Apenas 23% das empresas usam dados para personalizar experiência do cliente, aponta levantamento
Especialista alerta que uso excessivo de planilhas e falta de integração de informações impactam diretamente vendas e atendimento no segundo trimestre
Dados de uma pesquisa realizada pela Cielo em parceria com a consultoria Expertise indicam que, apesar de 73% dos gestores afirmarem utilizar dados para impulsionar seus negócios, apenas 23% das empresas conseguem aplicar essas informações na personalização da experiência do cliente, um dos principais diferenciais competitivos no mercado atual.
O estudo evidencia um cenário de adoção ainda limitada da inteligência baseada em dados, especialmente em um período estratégico como o segundo trimestre, quando empresas costumam revisar metas e ajustar suas operações.
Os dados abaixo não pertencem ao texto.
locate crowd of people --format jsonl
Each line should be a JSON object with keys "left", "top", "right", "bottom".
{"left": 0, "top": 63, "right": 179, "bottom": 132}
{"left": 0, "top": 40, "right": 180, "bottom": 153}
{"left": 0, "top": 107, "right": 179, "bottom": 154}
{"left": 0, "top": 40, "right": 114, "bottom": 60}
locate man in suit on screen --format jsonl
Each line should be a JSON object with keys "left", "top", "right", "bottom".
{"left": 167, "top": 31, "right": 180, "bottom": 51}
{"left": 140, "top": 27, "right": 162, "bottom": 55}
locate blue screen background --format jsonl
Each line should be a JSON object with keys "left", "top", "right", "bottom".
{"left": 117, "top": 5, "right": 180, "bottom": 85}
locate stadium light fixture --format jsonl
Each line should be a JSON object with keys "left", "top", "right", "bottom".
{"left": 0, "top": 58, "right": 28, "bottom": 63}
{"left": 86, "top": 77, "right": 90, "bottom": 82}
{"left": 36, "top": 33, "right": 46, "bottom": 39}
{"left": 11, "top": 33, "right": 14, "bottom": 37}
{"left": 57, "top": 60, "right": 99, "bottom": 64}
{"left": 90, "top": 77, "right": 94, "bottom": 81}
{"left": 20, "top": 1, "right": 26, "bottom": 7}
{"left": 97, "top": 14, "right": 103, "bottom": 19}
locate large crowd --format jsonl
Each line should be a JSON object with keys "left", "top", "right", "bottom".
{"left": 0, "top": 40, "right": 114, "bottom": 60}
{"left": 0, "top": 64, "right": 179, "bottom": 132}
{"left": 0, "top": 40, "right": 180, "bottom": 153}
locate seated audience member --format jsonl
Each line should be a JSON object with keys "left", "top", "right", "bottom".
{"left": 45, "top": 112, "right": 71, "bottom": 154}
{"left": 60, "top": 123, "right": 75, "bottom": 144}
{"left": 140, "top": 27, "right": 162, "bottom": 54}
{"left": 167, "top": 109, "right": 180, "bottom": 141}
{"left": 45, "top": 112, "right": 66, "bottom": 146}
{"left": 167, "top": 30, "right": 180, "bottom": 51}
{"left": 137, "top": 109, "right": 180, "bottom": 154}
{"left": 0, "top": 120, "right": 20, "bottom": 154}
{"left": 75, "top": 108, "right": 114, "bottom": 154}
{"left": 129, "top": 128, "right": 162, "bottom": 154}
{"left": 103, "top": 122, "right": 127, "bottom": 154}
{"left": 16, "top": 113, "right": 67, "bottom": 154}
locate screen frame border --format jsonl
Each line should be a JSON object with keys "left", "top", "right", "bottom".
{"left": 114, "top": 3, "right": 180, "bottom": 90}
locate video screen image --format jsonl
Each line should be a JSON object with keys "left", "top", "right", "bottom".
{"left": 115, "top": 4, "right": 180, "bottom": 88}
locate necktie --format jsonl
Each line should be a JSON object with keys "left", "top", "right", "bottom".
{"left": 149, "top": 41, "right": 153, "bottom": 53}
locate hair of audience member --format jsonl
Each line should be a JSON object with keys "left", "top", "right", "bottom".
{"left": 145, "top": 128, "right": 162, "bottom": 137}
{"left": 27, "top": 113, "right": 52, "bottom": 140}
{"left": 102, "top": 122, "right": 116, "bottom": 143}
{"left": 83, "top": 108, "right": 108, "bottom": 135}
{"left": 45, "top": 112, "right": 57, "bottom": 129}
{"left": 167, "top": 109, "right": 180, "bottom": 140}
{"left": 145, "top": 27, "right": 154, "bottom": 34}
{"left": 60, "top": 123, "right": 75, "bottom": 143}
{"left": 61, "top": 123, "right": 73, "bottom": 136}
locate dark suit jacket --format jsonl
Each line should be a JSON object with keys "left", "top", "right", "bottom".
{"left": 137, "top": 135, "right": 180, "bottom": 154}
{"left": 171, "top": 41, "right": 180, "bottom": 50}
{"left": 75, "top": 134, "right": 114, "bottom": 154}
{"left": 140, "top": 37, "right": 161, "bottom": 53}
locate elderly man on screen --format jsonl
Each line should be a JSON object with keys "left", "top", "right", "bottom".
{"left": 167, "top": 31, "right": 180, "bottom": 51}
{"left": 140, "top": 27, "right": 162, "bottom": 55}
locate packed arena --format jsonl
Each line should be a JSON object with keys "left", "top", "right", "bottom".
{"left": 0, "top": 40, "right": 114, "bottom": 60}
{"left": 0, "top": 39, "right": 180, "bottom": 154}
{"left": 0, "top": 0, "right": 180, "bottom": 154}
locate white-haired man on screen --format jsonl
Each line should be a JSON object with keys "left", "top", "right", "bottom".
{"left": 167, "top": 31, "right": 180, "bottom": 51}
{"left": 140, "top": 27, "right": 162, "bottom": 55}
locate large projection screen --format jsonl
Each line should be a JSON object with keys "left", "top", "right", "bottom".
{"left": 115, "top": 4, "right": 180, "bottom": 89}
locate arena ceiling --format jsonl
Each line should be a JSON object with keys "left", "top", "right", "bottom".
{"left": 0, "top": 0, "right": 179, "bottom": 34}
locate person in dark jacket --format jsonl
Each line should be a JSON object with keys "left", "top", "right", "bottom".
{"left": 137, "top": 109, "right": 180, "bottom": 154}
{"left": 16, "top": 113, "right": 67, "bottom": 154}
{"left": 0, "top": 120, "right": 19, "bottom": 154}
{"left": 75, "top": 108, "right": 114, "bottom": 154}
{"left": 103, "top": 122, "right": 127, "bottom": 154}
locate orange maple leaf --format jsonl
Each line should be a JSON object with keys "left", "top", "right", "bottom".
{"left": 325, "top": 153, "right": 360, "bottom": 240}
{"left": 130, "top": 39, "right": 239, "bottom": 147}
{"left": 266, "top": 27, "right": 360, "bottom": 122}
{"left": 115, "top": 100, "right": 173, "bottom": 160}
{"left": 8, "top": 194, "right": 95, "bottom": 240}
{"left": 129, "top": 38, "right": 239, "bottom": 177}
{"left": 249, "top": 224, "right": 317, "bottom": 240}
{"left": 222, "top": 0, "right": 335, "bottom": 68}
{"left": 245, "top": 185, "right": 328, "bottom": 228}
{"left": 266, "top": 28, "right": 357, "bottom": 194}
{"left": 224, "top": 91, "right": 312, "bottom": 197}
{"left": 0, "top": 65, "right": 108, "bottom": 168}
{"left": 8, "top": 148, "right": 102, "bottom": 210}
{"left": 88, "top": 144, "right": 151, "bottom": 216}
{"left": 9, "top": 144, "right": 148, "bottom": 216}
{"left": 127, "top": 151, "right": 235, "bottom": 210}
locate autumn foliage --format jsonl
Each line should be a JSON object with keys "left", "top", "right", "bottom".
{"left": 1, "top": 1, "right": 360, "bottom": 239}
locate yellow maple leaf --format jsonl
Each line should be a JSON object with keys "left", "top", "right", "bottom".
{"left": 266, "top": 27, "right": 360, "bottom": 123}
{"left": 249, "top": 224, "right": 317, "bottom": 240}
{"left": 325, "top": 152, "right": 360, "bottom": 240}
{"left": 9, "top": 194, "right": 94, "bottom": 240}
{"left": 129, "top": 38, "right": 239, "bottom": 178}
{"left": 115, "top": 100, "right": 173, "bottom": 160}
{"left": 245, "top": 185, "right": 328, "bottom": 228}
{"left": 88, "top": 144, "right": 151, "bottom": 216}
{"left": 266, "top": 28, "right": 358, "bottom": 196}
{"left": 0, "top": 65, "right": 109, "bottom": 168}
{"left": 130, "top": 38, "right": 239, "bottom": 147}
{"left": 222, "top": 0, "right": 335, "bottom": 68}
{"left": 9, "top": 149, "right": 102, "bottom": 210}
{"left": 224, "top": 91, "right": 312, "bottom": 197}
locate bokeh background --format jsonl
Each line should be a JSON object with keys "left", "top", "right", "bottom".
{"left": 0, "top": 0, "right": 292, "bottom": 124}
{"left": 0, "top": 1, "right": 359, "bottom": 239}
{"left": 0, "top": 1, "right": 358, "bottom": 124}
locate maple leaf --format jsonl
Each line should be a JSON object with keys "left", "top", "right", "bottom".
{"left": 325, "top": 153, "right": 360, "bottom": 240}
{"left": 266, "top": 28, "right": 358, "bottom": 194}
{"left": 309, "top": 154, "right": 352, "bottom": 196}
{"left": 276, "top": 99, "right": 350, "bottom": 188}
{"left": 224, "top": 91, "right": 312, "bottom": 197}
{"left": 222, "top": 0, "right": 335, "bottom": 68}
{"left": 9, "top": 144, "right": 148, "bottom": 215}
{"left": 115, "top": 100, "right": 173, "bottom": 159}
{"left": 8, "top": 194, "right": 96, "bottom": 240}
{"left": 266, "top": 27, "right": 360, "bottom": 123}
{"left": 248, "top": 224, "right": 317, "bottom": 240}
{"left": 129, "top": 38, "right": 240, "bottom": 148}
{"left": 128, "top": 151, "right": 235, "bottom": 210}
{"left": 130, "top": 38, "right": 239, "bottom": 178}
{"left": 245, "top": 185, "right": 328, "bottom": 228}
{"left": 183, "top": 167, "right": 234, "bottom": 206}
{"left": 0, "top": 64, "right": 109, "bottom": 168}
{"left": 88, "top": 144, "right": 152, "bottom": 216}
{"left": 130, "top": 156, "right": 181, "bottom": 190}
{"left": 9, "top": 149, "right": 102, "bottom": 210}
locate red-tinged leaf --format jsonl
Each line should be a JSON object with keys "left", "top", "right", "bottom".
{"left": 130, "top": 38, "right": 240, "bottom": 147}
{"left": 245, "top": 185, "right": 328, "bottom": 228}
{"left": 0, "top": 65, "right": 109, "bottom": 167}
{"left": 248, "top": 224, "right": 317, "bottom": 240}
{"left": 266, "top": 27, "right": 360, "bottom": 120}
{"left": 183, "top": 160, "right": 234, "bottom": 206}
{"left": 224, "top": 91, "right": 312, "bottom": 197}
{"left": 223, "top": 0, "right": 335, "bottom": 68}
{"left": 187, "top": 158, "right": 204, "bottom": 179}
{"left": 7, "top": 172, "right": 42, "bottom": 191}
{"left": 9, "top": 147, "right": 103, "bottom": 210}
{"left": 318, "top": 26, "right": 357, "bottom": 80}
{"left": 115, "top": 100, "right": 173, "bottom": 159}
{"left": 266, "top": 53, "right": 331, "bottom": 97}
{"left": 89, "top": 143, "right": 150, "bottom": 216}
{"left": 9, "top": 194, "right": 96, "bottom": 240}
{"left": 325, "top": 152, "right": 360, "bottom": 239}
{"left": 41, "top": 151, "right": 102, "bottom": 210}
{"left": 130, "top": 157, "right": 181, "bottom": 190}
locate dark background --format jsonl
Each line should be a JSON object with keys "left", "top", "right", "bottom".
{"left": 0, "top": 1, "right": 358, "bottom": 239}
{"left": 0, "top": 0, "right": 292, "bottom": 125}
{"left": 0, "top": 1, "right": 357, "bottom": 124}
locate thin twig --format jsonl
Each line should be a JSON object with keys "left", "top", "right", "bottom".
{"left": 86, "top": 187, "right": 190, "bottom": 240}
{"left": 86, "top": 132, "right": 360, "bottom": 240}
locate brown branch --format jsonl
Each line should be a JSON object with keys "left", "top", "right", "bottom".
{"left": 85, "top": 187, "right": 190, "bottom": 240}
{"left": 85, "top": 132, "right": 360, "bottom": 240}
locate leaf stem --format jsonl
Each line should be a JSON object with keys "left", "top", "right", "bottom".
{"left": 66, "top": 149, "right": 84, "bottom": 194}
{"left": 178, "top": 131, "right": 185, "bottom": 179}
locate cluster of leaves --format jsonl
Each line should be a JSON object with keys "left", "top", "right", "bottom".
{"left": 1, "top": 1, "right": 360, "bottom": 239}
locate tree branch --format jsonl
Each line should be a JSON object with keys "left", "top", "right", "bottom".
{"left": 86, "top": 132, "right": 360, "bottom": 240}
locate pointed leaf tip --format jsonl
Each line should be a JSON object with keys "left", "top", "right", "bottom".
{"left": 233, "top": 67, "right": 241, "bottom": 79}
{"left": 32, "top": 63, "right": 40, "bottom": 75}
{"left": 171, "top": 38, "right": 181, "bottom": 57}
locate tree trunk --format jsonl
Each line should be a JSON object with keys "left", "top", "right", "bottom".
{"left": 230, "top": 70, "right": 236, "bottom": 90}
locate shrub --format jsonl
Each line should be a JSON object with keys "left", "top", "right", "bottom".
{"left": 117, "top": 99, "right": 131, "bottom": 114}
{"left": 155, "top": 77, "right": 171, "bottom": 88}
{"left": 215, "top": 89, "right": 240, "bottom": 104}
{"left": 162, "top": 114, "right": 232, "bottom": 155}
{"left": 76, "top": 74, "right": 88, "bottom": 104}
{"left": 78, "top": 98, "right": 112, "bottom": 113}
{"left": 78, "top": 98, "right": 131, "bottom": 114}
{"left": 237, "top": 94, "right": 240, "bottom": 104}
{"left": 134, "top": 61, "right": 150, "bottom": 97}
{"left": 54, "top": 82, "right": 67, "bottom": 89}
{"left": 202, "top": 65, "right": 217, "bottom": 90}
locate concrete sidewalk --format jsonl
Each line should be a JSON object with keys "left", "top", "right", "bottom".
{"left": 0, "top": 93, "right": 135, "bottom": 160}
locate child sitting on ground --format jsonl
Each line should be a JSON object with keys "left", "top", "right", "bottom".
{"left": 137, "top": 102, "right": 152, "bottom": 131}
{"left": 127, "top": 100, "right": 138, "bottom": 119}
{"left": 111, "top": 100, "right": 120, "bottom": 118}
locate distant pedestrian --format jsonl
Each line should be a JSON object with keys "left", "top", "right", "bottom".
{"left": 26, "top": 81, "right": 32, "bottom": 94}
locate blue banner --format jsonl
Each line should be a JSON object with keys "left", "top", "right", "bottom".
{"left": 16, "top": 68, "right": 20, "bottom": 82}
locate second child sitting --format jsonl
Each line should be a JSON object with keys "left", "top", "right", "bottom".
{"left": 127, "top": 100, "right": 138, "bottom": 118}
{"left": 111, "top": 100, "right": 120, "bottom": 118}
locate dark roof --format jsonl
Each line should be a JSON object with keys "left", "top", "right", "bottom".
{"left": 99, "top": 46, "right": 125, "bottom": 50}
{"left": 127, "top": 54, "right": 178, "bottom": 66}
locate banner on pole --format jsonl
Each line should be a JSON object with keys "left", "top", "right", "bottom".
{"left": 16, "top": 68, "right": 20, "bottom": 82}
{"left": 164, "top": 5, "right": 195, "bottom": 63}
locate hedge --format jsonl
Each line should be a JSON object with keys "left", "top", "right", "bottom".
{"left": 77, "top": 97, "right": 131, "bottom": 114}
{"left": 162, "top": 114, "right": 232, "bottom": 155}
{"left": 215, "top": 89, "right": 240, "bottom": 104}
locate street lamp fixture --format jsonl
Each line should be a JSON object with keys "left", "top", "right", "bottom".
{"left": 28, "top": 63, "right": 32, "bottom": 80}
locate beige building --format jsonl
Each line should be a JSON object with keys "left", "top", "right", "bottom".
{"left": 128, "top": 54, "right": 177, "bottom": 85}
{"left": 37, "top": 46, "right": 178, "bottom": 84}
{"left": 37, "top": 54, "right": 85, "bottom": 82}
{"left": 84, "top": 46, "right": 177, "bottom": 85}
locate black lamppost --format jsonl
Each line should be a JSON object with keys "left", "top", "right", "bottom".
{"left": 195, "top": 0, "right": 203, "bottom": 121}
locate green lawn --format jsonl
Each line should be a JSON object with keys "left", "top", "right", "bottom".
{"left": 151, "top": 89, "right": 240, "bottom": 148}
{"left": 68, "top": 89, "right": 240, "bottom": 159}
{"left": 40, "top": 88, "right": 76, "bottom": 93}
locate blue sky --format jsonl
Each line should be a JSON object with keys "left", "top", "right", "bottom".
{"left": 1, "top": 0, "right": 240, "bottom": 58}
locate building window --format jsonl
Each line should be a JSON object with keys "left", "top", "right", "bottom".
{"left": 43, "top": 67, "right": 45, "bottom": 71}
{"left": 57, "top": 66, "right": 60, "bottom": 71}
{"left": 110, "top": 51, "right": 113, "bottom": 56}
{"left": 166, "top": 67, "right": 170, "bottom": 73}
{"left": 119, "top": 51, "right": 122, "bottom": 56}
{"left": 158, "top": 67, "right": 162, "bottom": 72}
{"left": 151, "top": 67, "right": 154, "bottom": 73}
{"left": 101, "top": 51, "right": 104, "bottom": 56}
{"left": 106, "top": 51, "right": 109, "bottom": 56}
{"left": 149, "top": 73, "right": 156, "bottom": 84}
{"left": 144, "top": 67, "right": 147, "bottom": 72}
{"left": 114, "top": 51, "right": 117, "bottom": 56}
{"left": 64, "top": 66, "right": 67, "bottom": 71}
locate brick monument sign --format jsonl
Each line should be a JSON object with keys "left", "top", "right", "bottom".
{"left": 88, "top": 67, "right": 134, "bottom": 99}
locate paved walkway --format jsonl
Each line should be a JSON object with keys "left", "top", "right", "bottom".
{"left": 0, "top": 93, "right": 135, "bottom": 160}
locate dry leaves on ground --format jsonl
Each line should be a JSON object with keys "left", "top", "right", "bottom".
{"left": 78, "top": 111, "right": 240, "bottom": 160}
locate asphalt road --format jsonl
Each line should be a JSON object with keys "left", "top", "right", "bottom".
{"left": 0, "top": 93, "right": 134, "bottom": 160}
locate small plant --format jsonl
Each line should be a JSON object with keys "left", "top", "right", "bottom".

O estudo mostra que o uso de dados está presente em diversas áreas, como vendas (89%), marketing (85%) e experiência do cliente (82%), mas ainda de forma pouco estruturada. Além disso, 57% dos gestores não utilizam ferramentas mais avançadas, como análises de mercado ou da concorrência, e apenas 47% das empresas possuem uma pessoa ou equipe dedicada à análise de dados, o que limita o potencial estratégico dessas informações.
Entre os usos mais comuns estão ações promocionais (37%), programas de fidelidade (36%) e definição de preços (36%), enquanto a personalização da experiência do cliente aparece com apenas 23%, evidenciando uma lacuna relevante na construção de relacionamento e na geração de valor.
Para o especialista em CRM e CEO da Evo Result, Kairo Alves, o principal desafio não está na falta de dados, mas na forma como eles são organizados e utilizados pelas empresas. “Na prática, isso se reflete em operações fragmentadas, com excesso de planilhas, sistemas desconectados e decisões baseadas em informações incompletas. Hoje, as empresas já coletam dados, mas poucas conseguem transformar isso em inteligência de negócio. O que vemos é um volume grande de informações espalhadas e ferramentas que não se comunicam, o que impede uma visão completa do cliente e impacta diretamente a conversão e o atendimento”, afirma.
Segundo ele, a ausência de integração entre marketing, vendas e relacionamento reduz a eficiência operacional e impede decisões mais estratégicas. “Quando cada área trabalha com uma base diferente, a empresa perde capacidade de prever comportamento, identificar oportunidades e oferecer experiências personalizadas. Isso aumenta o custo de aquisição e reduz o potencial de crescimento”, explica.
O levantamento também aponta que 52% dos gestores acreditam que os dados se tornarão indispensáveis para a tomada de decisão nos próximos cinco anos, enquanto 49% indicam a inteligência artificial generativa como a tecnologia de maior impacto nesse processo. Ainda assim, o especialista Kairo Alves alerta que, sem organização e qualidade das informações, o avanço tecnológico pode não gerar os resultados esperados.
Nesse contexto, o segundo trimestre surge como uma oportunidade estratégica para que empresas revisem seus processos, reduzam a dependência de controles manuais e avancem na integração de dados e tecnologias. “Para além de investir em novas ferramentas, é fundamental estruturar os dados e criar uma cultura orientada por informação. O diferencial competitivo hoje não é ter dados, mas saber conectá-los e transformá-los em ação”, pontua Kairo Alves.
Para além dos desafios operacionais, o uso de dados de usuários também levanta questões legais e éticas relevantes no Brasil, especialmente com a vigência da Lei Geral de Proteção de Dados Pessoais (LGPD) (Lei nº 13.709/2018). A legislação estabelece regras claras sobre coleta, armazenamento, tratamento e compartilhamento de dados pessoais, exigindo que as empresas tenham uma base legal para o uso dessas informações, como o consentimento do titular ou o legítimo interesse, devidamente justificado.
A LGPD também determina princípios como finalidade, necessidade, transparência e segurança, além de garantir direitos aos titulares, como acesso, correção e exclusão de dados. O descumprimento pode resultar em sanções administrativas, incluindo multas que podem chegar a até 2% do faturamento da empresa, limitadas a R$ 50 milhões por infração.
Nesse cenário, Kairo reforça que o uso inadequado de dados, especialmente sem consentimento ou sem critérios claros, pode não apenas comprometer a reputação das empresas, mas também configurar infrações legais, e por isso é essencial contar com uma equipe dedicada exclusivamente a esse setor.